Plaintiffs filed their complaint in three claims for relief — the first for intentionally polluting the air, the second for negligently polluting the air, and the third for an injunction enjoining the defendants from infusing into the air pollutant materials. Since the factual differences which the majority conjure relate only to the question of damages, they cannot possibly be grounds for a holding that the plaintiffs cannot maintain their third claim for injunctive relief as a class action.
I concur in the dissent by Justice Struckmeyer.
The well-reasoned approach to the court's duty to determine whether any damage has been suffered by the 700,000 members of the public is consistent with the expressed view of the Legislature on the urgent question of air pollution.
It has long been recognized that each of the defendants has discharged into the atmosphere gasses, aerosols and particulate matter.
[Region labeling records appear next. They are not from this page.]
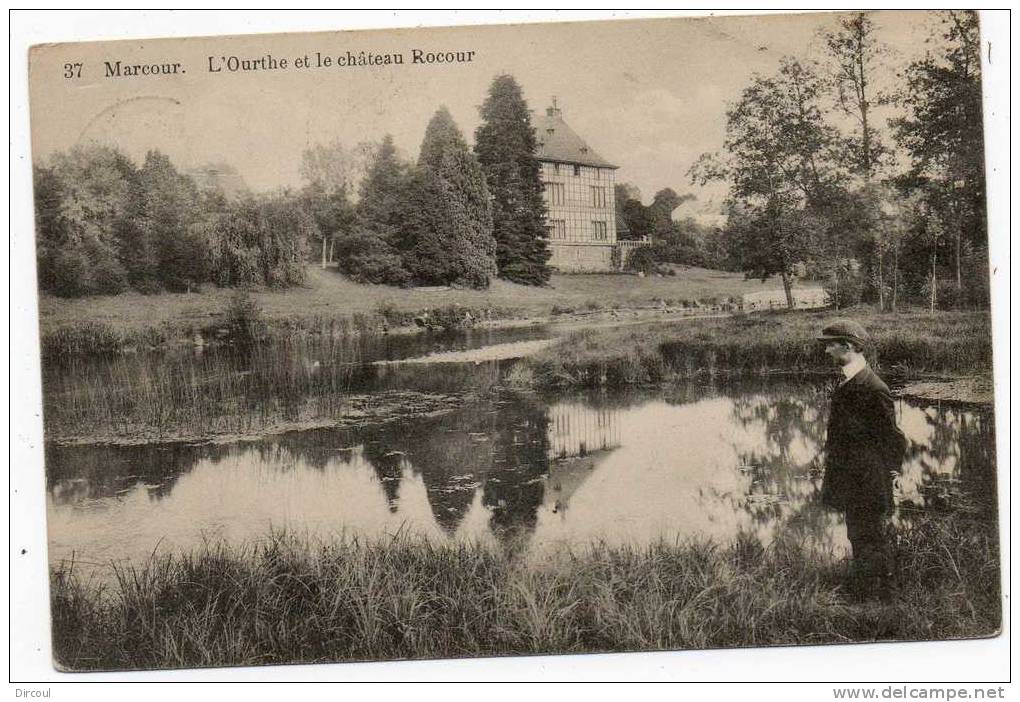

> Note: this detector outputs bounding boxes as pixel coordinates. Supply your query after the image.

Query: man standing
[818,319,906,599]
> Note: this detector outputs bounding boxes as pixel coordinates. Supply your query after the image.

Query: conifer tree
[474,76,550,285]
[405,107,496,288]
[358,135,408,245]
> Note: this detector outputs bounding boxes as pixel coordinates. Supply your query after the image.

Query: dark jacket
[822,366,906,512]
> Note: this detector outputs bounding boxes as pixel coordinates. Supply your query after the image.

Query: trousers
[846,507,894,595]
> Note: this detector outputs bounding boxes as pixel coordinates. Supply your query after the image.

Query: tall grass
[41,302,520,360]
[51,516,1001,670]
[526,311,991,387]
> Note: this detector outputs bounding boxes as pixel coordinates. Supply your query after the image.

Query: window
[547,219,567,239]
[546,183,565,205]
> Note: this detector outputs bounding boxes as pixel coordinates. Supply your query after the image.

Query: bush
[825,269,865,309]
[626,246,659,273]
[337,232,410,286]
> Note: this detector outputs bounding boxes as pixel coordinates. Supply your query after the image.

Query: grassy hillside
[39,266,803,335]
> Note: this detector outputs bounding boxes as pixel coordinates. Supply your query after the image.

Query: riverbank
[39,266,787,356]
[51,514,1001,670]
[510,308,991,403]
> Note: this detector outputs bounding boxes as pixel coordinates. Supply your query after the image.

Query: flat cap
[818,319,871,345]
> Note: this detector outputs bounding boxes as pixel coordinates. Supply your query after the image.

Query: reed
[525,310,991,387]
[51,514,1001,670]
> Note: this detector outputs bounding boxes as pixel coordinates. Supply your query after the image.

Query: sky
[30,12,936,215]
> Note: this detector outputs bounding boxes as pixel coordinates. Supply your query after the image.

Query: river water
[47,324,995,571]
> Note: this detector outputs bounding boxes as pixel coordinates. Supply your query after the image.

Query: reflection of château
[549,404,620,458]
[544,404,620,514]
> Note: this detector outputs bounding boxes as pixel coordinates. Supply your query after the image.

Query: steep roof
[534,107,619,168]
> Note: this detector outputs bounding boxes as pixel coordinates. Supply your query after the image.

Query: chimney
[546,95,560,117]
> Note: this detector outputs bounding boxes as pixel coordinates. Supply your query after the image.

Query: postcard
[21,10,1008,672]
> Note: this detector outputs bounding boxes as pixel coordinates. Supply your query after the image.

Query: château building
[536,99,632,271]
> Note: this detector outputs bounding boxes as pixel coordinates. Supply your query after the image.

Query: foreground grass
[51,516,1001,670]
[39,266,795,354]
[510,308,991,387]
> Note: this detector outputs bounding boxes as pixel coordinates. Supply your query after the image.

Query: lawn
[39,266,803,335]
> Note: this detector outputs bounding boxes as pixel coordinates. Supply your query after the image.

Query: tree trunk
[877,244,885,312]
[893,247,900,312]
[832,259,839,309]
[782,270,794,309]
[956,227,963,293]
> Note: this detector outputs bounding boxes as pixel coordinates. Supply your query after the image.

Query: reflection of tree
[46,444,230,503]
[902,402,997,518]
[733,386,996,546]
[481,401,549,540]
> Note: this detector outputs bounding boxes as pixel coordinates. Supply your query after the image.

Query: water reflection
[47,383,995,579]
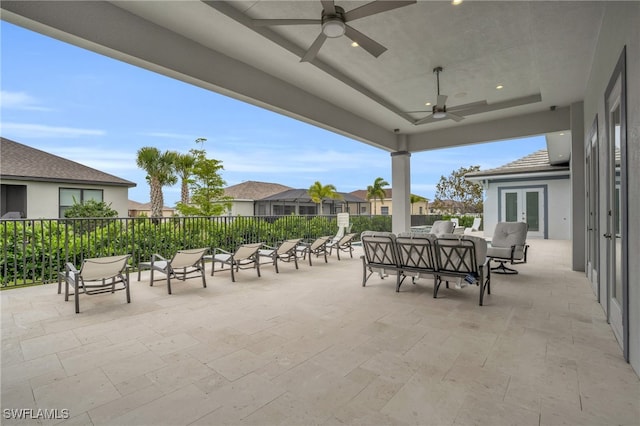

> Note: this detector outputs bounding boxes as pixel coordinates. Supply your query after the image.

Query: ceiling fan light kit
[322,6,346,38]
[253,0,417,62]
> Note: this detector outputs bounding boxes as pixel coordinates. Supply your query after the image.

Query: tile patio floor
[0,241,640,425]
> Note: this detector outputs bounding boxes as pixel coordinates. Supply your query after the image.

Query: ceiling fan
[253,0,417,62]
[408,67,487,126]
[407,67,542,126]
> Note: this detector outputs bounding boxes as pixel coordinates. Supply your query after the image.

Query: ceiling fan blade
[344,25,387,58]
[300,32,327,62]
[413,114,441,126]
[320,0,336,15]
[447,101,488,112]
[447,112,464,122]
[344,0,417,22]
[251,19,322,27]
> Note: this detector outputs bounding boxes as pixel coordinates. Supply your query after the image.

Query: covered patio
[0,240,640,425]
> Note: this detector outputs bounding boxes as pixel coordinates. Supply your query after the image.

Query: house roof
[0,138,136,188]
[260,189,367,203]
[465,149,569,178]
[350,188,426,200]
[224,180,292,200]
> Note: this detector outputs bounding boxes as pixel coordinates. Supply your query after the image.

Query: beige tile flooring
[0,240,640,425]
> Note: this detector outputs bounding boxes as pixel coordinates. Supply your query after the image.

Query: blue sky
[0,21,546,206]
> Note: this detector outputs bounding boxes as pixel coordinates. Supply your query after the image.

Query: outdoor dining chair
[138,248,209,294]
[58,254,131,314]
[258,238,302,273]
[205,243,263,282]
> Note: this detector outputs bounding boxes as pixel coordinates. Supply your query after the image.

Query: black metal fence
[0,215,400,288]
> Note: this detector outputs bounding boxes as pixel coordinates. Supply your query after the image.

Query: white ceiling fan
[407,67,542,126]
[252,0,417,62]
[409,67,487,126]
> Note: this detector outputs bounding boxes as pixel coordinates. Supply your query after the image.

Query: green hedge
[0,215,391,288]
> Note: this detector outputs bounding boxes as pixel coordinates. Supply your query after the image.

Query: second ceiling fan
[409,67,487,125]
[253,0,417,62]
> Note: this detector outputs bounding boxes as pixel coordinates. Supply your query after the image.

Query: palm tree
[367,177,389,213]
[409,194,427,214]
[136,146,177,218]
[307,181,342,214]
[173,154,196,205]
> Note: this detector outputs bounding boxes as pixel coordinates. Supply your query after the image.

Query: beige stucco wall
[2,180,129,219]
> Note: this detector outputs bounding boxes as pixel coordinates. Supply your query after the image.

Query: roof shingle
[465,149,569,177]
[0,138,136,187]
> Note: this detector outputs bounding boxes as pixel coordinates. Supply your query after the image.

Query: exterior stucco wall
[483,177,571,240]
[227,200,254,216]
[2,179,129,219]
[584,2,640,374]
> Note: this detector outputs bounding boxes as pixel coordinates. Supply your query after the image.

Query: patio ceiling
[1,0,603,152]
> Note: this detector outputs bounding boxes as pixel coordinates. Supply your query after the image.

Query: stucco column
[391,151,411,234]
[571,102,587,271]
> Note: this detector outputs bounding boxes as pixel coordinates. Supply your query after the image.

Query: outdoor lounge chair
[58,254,131,314]
[487,222,529,274]
[433,234,491,306]
[205,243,263,282]
[138,248,209,294]
[258,238,302,273]
[327,234,356,260]
[296,236,331,266]
[431,220,456,235]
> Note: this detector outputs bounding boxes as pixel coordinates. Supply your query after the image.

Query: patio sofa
[360,231,491,306]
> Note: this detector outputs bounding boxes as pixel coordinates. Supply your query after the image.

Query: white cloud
[0,90,52,111]
[1,123,107,139]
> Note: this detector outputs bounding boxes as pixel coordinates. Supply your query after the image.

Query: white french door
[585,125,601,302]
[500,187,545,238]
[604,70,625,347]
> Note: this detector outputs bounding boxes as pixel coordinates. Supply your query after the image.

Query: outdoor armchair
[431,220,456,235]
[296,236,331,266]
[258,238,302,273]
[360,231,400,291]
[433,234,491,306]
[58,254,131,314]
[138,248,208,294]
[205,243,263,282]
[327,234,356,260]
[487,222,529,274]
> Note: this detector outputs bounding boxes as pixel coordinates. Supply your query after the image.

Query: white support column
[571,102,587,271]
[391,150,411,234]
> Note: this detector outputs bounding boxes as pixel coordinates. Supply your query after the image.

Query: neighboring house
[465,149,571,240]
[350,189,429,216]
[429,200,467,216]
[129,200,176,217]
[0,138,136,219]
[224,180,292,216]
[255,189,368,215]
That such discharge of gasses, aerosols and particulate matter has been transported into the Salt River Valley, with resultant restriction of visibility and damage to the natural beauty of the environment has long been maintained by various persons living in the Salt River Valley.
To say that they may not be joined in a class action would defeat the Legislative recognition of possible damage, as illustrated in the Air Pollution Control Act of 1967, A.R.S. § 36-1700, as amended.